I lay on the couch shortening my life and clutching Ali’s gift like some token of faith – not inappositely, considering the Maltese cross. I thought of my brother Tom, who had smoked three cigarettes in his entire career and yet had died of lung cancer at forty-four. Tommy Toomey. With a name like that he had been destined to set up as a professional comedian, and he had done well enough, especially on the British radio in the 1930s. But the cough had become increasingly a hindrance to his sharp, bright, somewhat highpitched delivery. Comedians of the old demotic school, like George Formby Sr, had been able to make comic capital out of audibly dying (‘Coughing better today, lads’ and so on), but Tom’s way had been one of rapid wit.

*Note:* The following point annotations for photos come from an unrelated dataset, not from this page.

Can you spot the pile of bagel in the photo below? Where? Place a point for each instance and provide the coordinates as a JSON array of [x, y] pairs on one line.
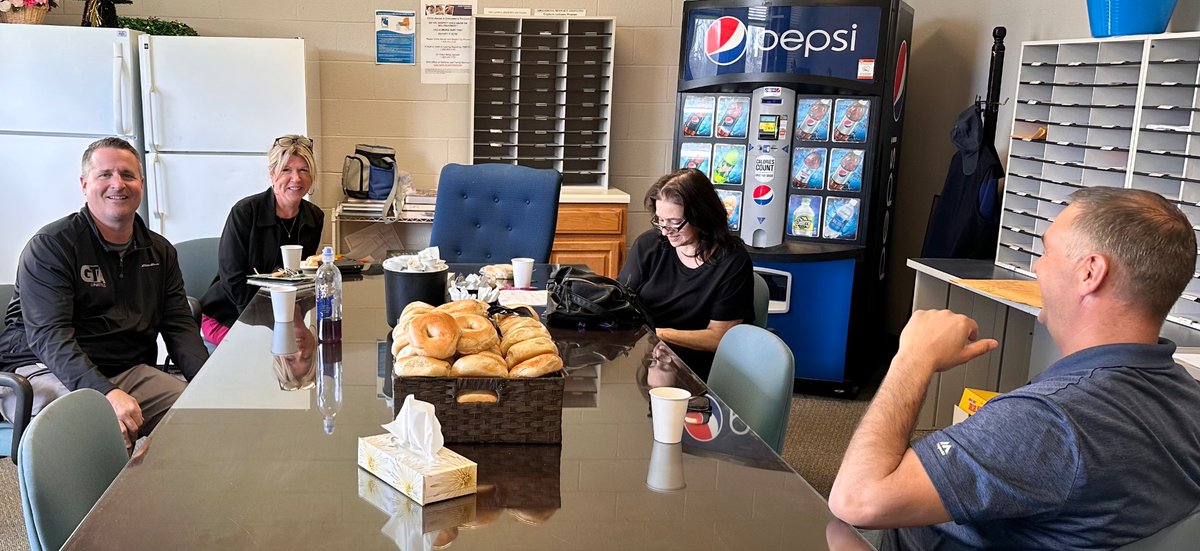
[[459, 340]]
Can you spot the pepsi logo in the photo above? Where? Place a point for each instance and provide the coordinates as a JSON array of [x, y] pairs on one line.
[[763, 195], [900, 82], [725, 41]]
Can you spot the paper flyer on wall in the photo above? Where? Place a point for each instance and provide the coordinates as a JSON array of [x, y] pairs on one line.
[[813, 119], [804, 216], [448, 42], [395, 37], [840, 219], [732, 117], [695, 155], [846, 169], [808, 168], [729, 163], [697, 115], [852, 118], [732, 202]]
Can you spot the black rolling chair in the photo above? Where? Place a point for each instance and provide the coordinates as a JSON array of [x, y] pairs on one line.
[[12, 431], [495, 213]]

His speciality had been the surrealist reshaping of English literature, and this had presupposed an audience of some education. Such an audience was ceasing to exist when Tom’s onstage or instudio coughing began to be uncontrollable. He had had the best of his time when he came to die, and he knew it. He died in the faith in a hospital near Hendon, having tried to joke some few hours before about a special niche in purgatory for British Catholic comedians. He died clutching something – rosary beads, probably. I put Ali’s gift in my trouser pocket. I supposed that Tom might find it easier to get out of purgatory – if the now much impaired eschatology of fat Carlo’s Church still admitted its existence – if he had a saint more or less in the family, or should I say more precisely had a saint as brother to his sister’s husband. Then, having doused my lifeshortener, I savoured an old man’s doze.